When asked what the purpose of Floodgate Academy is, both Gursel and Brown agreed that the Academy’s ultimate goal is to challenge the narrative. Gursel says, “I’ve seen the whole 360-degree experience from what this looks like as a person of African descent trying to get on. So, simultaneously, when I see all of the friction and bull—- and I hear companies say ‘diversity and inclusion are important to us!’ I know that most of that is PR messaging for them. So one of the things that I’m going to do is that if you’re saying that you want more Black people, then we’re going to do things to put more Black people in front of you and see if you hire them. And so, this, for me, this doesn’t even start back with what we’re doing with Floodgate. DeVaris started Floodgate in 2015; I came on about a year and a half ago trying to expand what they were doing in Oakland to what we’re doing now in Seattle. But, before that, we were at Microsoft, just as employees being internal activists. This didn’t start with ‘we’re doing Floodgate.’ ”

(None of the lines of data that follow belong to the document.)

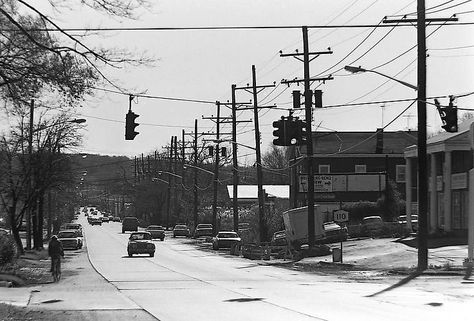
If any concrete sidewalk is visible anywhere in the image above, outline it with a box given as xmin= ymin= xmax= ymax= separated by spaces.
xmin=0 ymin=242 xmax=158 ymax=320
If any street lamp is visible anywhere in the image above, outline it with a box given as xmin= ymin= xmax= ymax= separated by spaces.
xmin=183 ymin=164 xmax=215 ymax=176
xmin=344 ymin=65 xmax=418 ymax=91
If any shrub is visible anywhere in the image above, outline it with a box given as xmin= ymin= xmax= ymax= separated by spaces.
xmin=0 ymin=235 xmax=16 ymax=265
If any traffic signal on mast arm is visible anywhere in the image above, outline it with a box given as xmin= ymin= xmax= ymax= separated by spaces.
xmin=125 ymin=110 xmax=139 ymax=140
xmin=435 ymin=97 xmax=458 ymax=133
xmin=295 ymin=119 xmax=307 ymax=145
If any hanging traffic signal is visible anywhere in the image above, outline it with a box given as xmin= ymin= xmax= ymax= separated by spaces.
xmin=273 ymin=119 xmax=288 ymax=146
xmin=314 ymin=90 xmax=323 ymax=108
xmin=292 ymin=90 xmax=301 ymax=109
xmin=296 ymin=119 xmax=308 ymax=145
xmin=221 ymin=147 xmax=227 ymax=157
xmin=125 ymin=110 xmax=139 ymax=140
xmin=435 ymin=97 xmax=458 ymax=133
xmin=208 ymin=145 xmax=214 ymax=156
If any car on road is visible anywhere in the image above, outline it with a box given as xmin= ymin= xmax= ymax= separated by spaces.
xmin=89 ymin=217 xmax=102 ymax=226
xmin=212 ymin=231 xmax=241 ymax=250
xmin=194 ymin=223 xmax=213 ymax=238
xmin=321 ymin=222 xmax=348 ymax=243
xmin=146 ymin=225 xmax=166 ymax=240
xmin=57 ymin=230 xmax=82 ymax=250
xmin=361 ymin=215 xmax=384 ymax=236
xmin=122 ymin=216 xmax=139 ymax=233
xmin=173 ymin=224 xmax=190 ymax=238
xmin=127 ymin=232 xmax=155 ymax=257
xmin=108 ymin=215 xmax=114 ymax=222
xmin=113 ymin=217 xmax=121 ymax=222
xmin=101 ymin=216 xmax=109 ymax=223
xmin=397 ymin=215 xmax=418 ymax=232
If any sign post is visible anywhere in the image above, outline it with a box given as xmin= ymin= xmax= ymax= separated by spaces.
xmin=333 ymin=210 xmax=349 ymax=263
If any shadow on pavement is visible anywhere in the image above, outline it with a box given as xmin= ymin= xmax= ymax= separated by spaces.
xmin=365 ymin=271 xmax=422 ymax=297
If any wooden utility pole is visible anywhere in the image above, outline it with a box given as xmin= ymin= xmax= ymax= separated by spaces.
xmin=213 ymin=102 xmax=221 ymax=235
xmin=26 ymin=99 xmax=34 ymax=250
xmin=231 ymin=85 xmax=239 ymax=232
xmin=166 ymin=136 xmax=173 ymax=228
xmin=383 ymin=0 xmax=457 ymax=271
xmin=194 ymin=119 xmax=198 ymax=228
xmin=280 ymin=27 xmax=332 ymax=248
xmin=252 ymin=65 xmax=266 ymax=243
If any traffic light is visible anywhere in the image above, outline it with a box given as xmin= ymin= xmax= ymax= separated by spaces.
xmin=208 ymin=145 xmax=214 ymax=156
xmin=125 ymin=110 xmax=139 ymax=140
xmin=292 ymin=90 xmax=301 ymax=109
xmin=221 ymin=147 xmax=227 ymax=157
xmin=314 ymin=90 xmax=323 ymax=108
xmin=297 ymin=119 xmax=308 ymax=145
xmin=435 ymin=98 xmax=458 ymax=133
xmin=273 ymin=119 xmax=286 ymax=146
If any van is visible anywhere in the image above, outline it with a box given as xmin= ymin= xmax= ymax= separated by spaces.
xmin=122 ymin=217 xmax=139 ymax=233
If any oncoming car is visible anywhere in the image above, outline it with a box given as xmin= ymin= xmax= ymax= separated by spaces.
xmin=173 ymin=224 xmax=190 ymax=238
xmin=127 ymin=232 xmax=155 ymax=257
xmin=146 ymin=225 xmax=166 ymax=240
xmin=212 ymin=231 xmax=241 ymax=250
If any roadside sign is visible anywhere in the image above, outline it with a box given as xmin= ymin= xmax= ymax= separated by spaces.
xmin=333 ymin=210 xmax=349 ymax=222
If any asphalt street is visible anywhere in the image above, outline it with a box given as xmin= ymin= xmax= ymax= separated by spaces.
xmin=1 ymin=215 xmax=472 ymax=321
xmin=80 ymin=216 xmax=471 ymax=321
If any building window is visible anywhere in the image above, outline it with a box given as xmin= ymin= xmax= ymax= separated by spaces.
xmin=355 ymin=165 xmax=366 ymax=173
xmin=319 ymin=165 xmax=330 ymax=174
xmin=396 ymin=165 xmax=406 ymax=183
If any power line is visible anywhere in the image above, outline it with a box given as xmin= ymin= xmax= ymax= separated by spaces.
xmin=10 ymin=22 xmax=473 ymax=33
xmin=93 ymin=86 xmax=215 ymax=105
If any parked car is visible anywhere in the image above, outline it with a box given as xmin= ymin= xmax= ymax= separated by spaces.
xmin=146 ymin=225 xmax=166 ymax=240
xmin=194 ymin=223 xmax=213 ymax=238
xmin=101 ymin=216 xmax=109 ymax=223
xmin=113 ymin=217 xmax=121 ymax=222
xmin=212 ymin=231 xmax=241 ymax=250
xmin=90 ymin=217 xmax=102 ymax=226
xmin=321 ymin=222 xmax=348 ymax=243
xmin=108 ymin=216 xmax=114 ymax=222
xmin=397 ymin=215 xmax=418 ymax=232
xmin=122 ymin=217 xmax=139 ymax=233
xmin=173 ymin=225 xmax=190 ymax=238
xmin=57 ymin=230 xmax=82 ymax=250
xmin=61 ymin=223 xmax=83 ymax=237
xmin=127 ymin=232 xmax=155 ymax=257
xmin=270 ymin=230 xmax=288 ymax=247
xmin=361 ymin=216 xmax=384 ymax=236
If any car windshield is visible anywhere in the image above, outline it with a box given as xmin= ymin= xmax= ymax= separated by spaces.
xmin=175 ymin=225 xmax=187 ymax=229
xmin=363 ymin=217 xmax=382 ymax=224
xmin=58 ymin=231 xmax=76 ymax=238
xmin=323 ymin=223 xmax=340 ymax=230
xmin=198 ymin=224 xmax=212 ymax=229
xmin=130 ymin=233 xmax=151 ymax=241
xmin=147 ymin=225 xmax=163 ymax=230
xmin=217 ymin=232 xmax=238 ymax=238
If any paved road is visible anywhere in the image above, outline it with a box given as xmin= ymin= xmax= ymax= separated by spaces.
xmin=81 ymin=217 xmax=471 ymax=321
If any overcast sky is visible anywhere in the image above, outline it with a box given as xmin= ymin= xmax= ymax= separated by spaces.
xmin=32 ymin=0 xmax=474 ymax=161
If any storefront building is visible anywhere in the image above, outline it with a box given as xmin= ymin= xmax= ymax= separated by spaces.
xmin=404 ymin=120 xmax=473 ymax=234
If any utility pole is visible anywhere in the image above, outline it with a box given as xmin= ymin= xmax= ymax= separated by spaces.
xmin=27 ymin=99 xmax=34 ymax=250
xmin=194 ymin=119 xmax=199 ymax=228
xmin=213 ymin=102 xmax=221 ymax=235
xmin=383 ymin=0 xmax=457 ymax=270
xmin=231 ymin=85 xmax=239 ymax=232
xmin=235 ymin=66 xmax=276 ymax=242
xmin=281 ymin=27 xmax=332 ymax=248
xmin=416 ymin=0 xmax=428 ymax=271
xmin=166 ymin=136 xmax=173 ymax=228
xmin=173 ymin=135 xmax=179 ymax=223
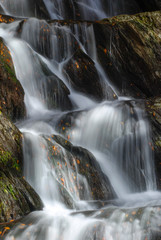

At Floodgate Academy, students learn a variety of different coding languages, but more importantly, they also learn from Gursel and Brown about how to navigate corporate spaces and cultures that they might not be used to since that’s something that they continually had to do for themselves.

“[With Floodgate training] we’re not telling you to be a culture fit — be yourself. Because if you get to be yourself, that’s what they want. They want you to bring your creativity; they want you to bring your whole self to the job and that’s going to allow you to be successful. Do not apologize for that,” Gursel says.

Now, both the Oakland and Seattle sites of Floodgate Academy are thriving. Members of the current Floodgate administrative team, which includes six people, have an average of over 15 years of industry experience in top roles, and the program just graduated its first group from the Seattle site this past January, putting out 15 new coders to go out and make their mark in Silicon Valley and beyond. Gursel and Brown are discussing expanding operations to other cities across the United States.

“I refuse to be a gatekeeper because when I was 20-something years old, there was nobody reaching down from that level saying ‘let me show you how to do this,’ and so it’s important that we do that. We’re flooding the block with engineers,” Gursel says.